B. There is a maximum $2,000 annual contribution into a Coverdell Education Savings Account; there is no maximum annual contribution into a Section 529 account - any contribution limits are set by the state (and are typically quite high). Any adult can open either type of account for a beneficiary; contributions to either are not tax deductible; earnings build tax-deferred in both; and distributions to pay for qualified higher education expenses are not taxable for both.

Which of the following statements are TRUE when describing a variable annuity separate account? I The separate account is part of the insurance company's general account holdings II The separate account is legally segregated from the insurance company's general account holdings III The separate account invests in shares of a designated mutual fund IV The separate account makes direct investments in shares of stock A. I and III B. I and IV C. II and III D. II and IV

C. An accumulation unit is an accounting measure used for valuing a variable annuity holder's interest in the separate account. The separate account buys shares of a designated mutual fund. The performance of the mutual fund determines the annuity amount to be paid. Direct investments in shares of stock cannot be made in the separate account; the account only buys shares of open-end management companies (mutual funds).

For an Individual Retirement Account contribution to be deductible from that year's tax return, the contribution must be made by no later than: A. April 15th of that year B. December 31st of that year C. April 15th of following year D. December 31st of the following year

C. IRA contributions must be made by April 15th of the following year - no extensions are permitted.

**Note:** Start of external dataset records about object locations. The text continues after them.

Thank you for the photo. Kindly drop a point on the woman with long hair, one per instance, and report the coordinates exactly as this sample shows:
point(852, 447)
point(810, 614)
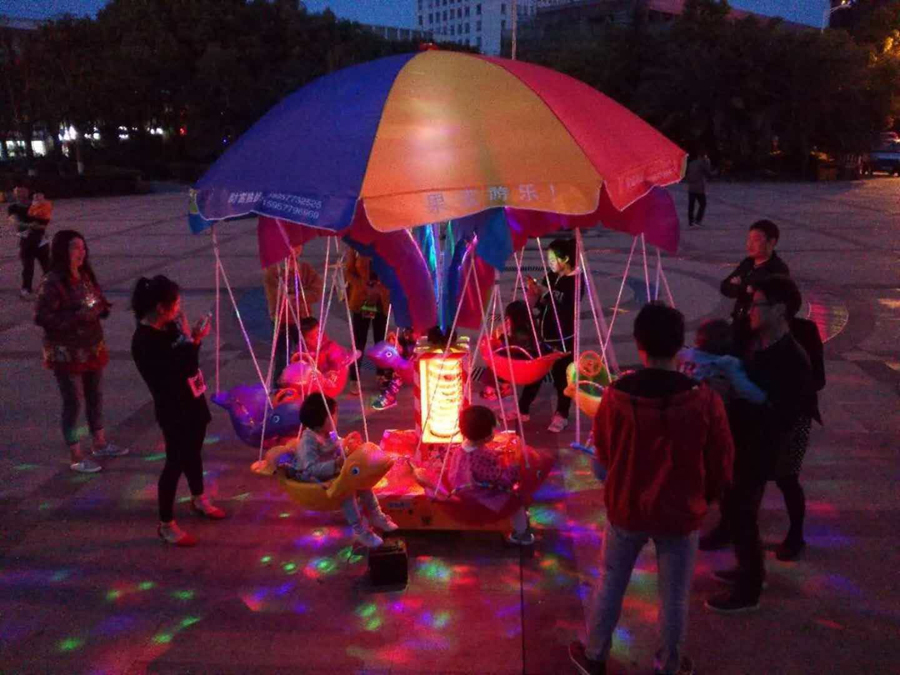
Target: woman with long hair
point(69, 308)
point(166, 352)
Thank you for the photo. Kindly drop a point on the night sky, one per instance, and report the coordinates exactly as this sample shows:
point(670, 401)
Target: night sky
point(386, 12)
point(398, 12)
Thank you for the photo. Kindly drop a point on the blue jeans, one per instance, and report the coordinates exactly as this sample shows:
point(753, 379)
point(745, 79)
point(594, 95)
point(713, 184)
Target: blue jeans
point(675, 561)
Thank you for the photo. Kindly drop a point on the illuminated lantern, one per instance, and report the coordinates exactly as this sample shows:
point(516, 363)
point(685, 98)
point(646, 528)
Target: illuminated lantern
point(440, 393)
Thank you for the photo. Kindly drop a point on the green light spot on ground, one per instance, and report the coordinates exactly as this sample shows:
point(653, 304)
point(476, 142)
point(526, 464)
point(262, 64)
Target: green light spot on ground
point(70, 644)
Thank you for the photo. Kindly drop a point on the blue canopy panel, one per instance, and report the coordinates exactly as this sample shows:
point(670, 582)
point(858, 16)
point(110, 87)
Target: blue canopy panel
point(305, 142)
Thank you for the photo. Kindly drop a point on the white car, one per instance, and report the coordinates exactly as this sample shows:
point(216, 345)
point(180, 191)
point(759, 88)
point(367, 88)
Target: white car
point(886, 159)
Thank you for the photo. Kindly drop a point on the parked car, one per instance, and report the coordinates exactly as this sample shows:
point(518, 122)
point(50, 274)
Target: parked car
point(885, 159)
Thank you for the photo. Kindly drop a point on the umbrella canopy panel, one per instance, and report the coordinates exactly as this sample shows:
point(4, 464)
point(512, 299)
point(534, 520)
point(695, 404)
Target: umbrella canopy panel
point(437, 136)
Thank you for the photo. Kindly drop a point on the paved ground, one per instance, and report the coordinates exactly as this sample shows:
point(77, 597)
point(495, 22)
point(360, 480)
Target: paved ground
point(85, 586)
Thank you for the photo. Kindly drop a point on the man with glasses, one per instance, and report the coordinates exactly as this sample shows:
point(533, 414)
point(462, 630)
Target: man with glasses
point(762, 432)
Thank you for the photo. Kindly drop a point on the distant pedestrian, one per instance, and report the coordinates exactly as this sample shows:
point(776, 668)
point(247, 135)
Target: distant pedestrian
point(663, 441)
point(166, 351)
point(763, 433)
point(69, 308)
point(30, 217)
point(699, 170)
point(761, 262)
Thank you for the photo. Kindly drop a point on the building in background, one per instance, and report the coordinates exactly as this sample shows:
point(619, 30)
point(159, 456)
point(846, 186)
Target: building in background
point(481, 24)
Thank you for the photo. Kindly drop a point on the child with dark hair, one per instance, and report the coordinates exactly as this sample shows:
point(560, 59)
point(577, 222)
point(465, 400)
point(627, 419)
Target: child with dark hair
point(475, 465)
point(554, 309)
point(331, 356)
point(319, 457)
point(710, 361)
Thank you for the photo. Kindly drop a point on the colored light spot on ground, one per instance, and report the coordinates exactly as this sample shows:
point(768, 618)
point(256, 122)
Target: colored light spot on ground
point(441, 619)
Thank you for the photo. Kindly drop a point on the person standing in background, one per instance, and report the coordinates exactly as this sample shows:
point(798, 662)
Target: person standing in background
point(699, 170)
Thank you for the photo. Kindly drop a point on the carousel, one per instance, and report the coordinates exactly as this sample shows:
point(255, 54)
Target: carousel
point(441, 168)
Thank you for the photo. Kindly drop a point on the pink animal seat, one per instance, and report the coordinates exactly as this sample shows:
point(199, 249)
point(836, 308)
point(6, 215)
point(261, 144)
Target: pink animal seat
point(517, 365)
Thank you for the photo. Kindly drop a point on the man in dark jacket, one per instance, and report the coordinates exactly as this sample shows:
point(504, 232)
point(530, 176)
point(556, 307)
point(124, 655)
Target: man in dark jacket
point(664, 442)
point(762, 433)
point(761, 262)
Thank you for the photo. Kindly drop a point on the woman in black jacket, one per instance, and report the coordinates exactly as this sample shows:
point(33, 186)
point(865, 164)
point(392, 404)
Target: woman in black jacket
point(166, 352)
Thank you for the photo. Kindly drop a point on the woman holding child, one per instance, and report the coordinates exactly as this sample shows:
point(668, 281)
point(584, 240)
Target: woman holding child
point(166, 352)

During the accumulation phase of a variable annuity: I funds can be distributed to unit holders II funds cannot be distributed to unit holders III as interest, dividends, and capital gains are received, the investor has the option of reinvesting in more shares IV as interest, dividends, and capital gains are received, these must be reinvested in more accumulation units A. I and III B. I and IV C. II and III D. II and IV

D. As interest, dividends, and capital gains are realized from the securities held in the separate account during the accumulation phase, these must be automatically reinvested to buy more accumulation units for the contract holder. These cannot be distributed to the unit holders until the contract is annuitized. Thus, the accumulation phase allows payments to be made into the plan; requires that all dividends and capital gains be reinvested in the plan; and does not allow distributions to be taken out of the plan.